- 著者: Keunchil Park, Eric B. Haura, Natasha B. Leighl, et al.
- Corresponding author: Byoung Chul Cho (Yonsei Cancer Center, Yonsei University College of Medicine)
- 雑誌: Journal of Clinical Oncology
- 発行年: 2021
- Epub日: 2021-08-02
- Article種別: Original Article
- PMID: 34339292
背景
EGFR exon 20挿入 (Exon20ins) 変異は、非小細胞肺癌 (NSCLC) においてEGFR変異全体の約12%を占める主要な変異群の一つである Arcila et al. MolCancerTher 2013。この変異は100種以上の多様なバリアントから構成され、EGFRキナーゼドメインのCヘリックス近傍への挿入により、既承認の全てのEGFRチロシンキナーゼ阻害薬 (TKI) であるゲフィチニブ、エルロチニブ、アファチニブ、オシメルチニブに対して固有の耐性を示すことが知られている (奏効率0〜9%) Yang et al. LancetOncol 2015。このため、Exon20ins変異を有するNSCLC患者に対する標準一次治療は、長らくプラチナ製剤ベースの化学療法であった。しかし、TKI感受性EGFR変異NSCLCと比較して、Exon20ins変異NSCLCは予後が不良であり、全生存期間 (OS) 中央値が16ヶ月と、TKI感受性変異の39ヶ月と比較して有意に短いことが報告されている Yang et al. LancetOncol 2015。このような背景から、Exon20ins変異NSCLCはアンメットメディカルニーズが高い領域であり、新たな治療戦略の開発が喫緊の課題であった。

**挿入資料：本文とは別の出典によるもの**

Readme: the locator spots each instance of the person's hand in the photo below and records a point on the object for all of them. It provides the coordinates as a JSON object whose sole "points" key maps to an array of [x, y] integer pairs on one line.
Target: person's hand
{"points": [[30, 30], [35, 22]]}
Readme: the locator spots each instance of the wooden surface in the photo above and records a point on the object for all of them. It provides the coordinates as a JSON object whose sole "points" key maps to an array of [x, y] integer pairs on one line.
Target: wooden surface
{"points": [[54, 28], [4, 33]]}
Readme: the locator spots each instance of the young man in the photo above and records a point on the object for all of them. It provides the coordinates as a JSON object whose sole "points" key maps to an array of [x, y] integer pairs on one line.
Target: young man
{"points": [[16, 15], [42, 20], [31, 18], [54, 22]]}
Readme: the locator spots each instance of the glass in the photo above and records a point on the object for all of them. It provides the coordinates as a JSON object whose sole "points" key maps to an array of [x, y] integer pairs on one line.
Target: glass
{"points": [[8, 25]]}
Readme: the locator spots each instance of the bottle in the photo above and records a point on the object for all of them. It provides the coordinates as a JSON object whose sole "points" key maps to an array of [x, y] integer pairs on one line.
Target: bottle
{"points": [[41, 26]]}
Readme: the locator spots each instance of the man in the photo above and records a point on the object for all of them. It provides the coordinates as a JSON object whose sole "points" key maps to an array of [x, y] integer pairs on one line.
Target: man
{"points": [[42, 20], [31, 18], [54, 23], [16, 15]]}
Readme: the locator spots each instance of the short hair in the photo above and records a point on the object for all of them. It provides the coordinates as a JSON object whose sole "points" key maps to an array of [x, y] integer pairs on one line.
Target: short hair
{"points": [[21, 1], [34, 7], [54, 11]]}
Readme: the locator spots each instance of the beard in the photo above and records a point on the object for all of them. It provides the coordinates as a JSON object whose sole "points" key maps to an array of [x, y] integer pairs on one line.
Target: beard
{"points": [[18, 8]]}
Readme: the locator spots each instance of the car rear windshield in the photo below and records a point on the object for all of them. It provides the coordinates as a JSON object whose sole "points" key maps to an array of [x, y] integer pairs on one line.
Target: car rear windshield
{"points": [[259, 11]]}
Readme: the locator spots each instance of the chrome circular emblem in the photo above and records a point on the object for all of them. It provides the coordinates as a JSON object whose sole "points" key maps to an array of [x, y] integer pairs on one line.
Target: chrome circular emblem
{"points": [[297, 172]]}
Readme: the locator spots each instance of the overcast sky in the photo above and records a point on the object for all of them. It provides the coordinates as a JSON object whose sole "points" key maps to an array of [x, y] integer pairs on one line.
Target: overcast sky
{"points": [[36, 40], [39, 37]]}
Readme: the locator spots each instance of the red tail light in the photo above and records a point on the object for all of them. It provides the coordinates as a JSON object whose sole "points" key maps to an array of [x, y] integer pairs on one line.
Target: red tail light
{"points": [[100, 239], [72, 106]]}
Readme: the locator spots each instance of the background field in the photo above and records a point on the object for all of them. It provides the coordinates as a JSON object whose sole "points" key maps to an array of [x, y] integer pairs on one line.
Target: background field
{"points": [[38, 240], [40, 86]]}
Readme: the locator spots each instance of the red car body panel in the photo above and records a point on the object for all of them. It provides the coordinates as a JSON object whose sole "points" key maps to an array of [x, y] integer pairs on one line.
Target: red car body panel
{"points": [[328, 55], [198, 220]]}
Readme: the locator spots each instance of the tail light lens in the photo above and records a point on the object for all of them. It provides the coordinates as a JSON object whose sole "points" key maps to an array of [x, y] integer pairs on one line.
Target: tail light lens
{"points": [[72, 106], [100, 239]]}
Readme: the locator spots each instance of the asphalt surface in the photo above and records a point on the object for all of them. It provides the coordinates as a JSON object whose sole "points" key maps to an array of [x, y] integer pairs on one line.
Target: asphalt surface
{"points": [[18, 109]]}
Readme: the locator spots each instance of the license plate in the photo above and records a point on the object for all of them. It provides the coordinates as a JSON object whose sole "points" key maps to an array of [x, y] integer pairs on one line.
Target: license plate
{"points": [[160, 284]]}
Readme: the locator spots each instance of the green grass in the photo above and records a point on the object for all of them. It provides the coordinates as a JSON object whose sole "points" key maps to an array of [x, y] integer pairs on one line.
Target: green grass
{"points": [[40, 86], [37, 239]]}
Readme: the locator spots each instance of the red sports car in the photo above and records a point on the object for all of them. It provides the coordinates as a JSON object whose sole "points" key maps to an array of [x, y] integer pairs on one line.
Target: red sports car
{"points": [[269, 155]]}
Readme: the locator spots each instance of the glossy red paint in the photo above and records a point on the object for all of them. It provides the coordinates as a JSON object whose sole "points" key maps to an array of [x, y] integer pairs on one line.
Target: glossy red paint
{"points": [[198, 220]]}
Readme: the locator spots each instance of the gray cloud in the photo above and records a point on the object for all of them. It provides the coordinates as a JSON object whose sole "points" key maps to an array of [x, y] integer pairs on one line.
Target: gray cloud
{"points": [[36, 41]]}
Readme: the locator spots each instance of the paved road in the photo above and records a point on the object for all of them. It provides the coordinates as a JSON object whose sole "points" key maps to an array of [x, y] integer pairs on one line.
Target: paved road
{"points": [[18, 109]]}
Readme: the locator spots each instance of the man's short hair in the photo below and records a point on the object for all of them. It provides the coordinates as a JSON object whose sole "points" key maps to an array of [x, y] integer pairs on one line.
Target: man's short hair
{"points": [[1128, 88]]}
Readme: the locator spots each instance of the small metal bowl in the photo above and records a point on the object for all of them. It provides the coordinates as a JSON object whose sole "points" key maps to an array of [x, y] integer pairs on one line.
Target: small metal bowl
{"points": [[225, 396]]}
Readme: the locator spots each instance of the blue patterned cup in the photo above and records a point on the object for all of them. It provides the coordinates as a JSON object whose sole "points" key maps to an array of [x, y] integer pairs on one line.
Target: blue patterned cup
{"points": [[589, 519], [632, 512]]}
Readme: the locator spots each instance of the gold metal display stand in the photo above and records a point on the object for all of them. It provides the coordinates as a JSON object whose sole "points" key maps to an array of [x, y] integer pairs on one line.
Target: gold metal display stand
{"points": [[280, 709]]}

Amivantamab (JNJ-61186372) は、EGFRとMETの細胞外ドメインに結合する完全ヒト型EGFR-MET二重特異性抗体である。その作用機序は、リガンド結合阻害、受容体複合体のエンドサイトーシス促進、Fc依存性食細胞によるトロゴサイトーシス、およびNK細胞による抗体依存性細胞傷害 (ADCC) という多重の経路を介する。このTKI結合部位を介さない作用機序は、Exon20ins変異によるTKI耐性を回避し、腫瘍細胞に直接的な抗腫瘍効果を発揮することが期待された。これまでの研究では、EGFR変異NSCLCにおけるEGFR-TKIの有効性が示されてきたが Lynch et al. NEnglJMed 2004、Exon20ins変異に対する効果は限定的であった。また、MET経路の活性化はEGFR-TKI耐性メカニズムの一つとして知られており、二重特異性抗体であるamivantamabが両経路を同時に阻害することで、より広範な抗腫瘍効果を発揮する可能性が示唆された。しかし、プラチナ製剤治療後に進行したExon20ins変異NSCLC患者におけるamivantamabの臨床的有効性と安全性プロファイルは、本研究の実施時点ではまだ十分に確立されておらず、この領域における知識のギャップが残されていた。特に、既存の治療法では効果が不十分であり、新たな治療選択肢が不足している状況であった。
目的
本研究の目的は、CHRYSALIS第I相試験 (NCT02609776) のExon20ins後プラチナコホートにおいて、EGFR Exon20ins変異を有するプラチナ製剤治療後に進行した非小細胞肺癌 (NSCLC) 患者を対象として、amivantamabの推奨Phase II用量 (RP2D) における客観的奏効率 (ORR)、安全性プロファイル、奏効期間 (DoR)、無増悪生存期間 (PFS)、および全生存期間 (OS) を評価することである。具体的には、amivantamabの単剤療法が、この難治性患者集団において臨床的に意義のある抗腫瘍活性と忍容性のある安全性を示すか否かを検証することを目的とした。また、EGFR-TKI前治療歴の有無による有効性の違いや、様々なExon20insバリアントに対する奏効のパターンも探索的に評価した。本研究は、Exon20ins変異NSCLCに対する初の生物製剤としてのamivantamabの可能性を評価する上で重要な位置づけとなる。
結果
患者背景と試験コホート: 安全性評価集団は114例のEGFR Exon20ins変異NSCLC患者で構成され、全例がプラチナ製剤治療後に進行し、amivantamabのRP2Dで治療された。有効性評価集団は81例であった。患者の年齢中央値は62歳 (範囲42〜84歳) であり、女性が59% (48/81)、アジア人が49% (40/81) を占めた (Table 1)。全例がプラチナ製剤ベースの化学療法歴を有し、前治療ライン数の中央値は2ライン (範囲1〜7ライン) であった。EGFR-TKI前治療歴は25% (20/81) の患者に認められ、免疫チェックポイント阻害薬の前治療歴は46% (37/81) であった。有効性評価集団におけるフォローアップ期間中央値は9.7ヶ月 (範囲1.1〜29.3ヶ月) であった。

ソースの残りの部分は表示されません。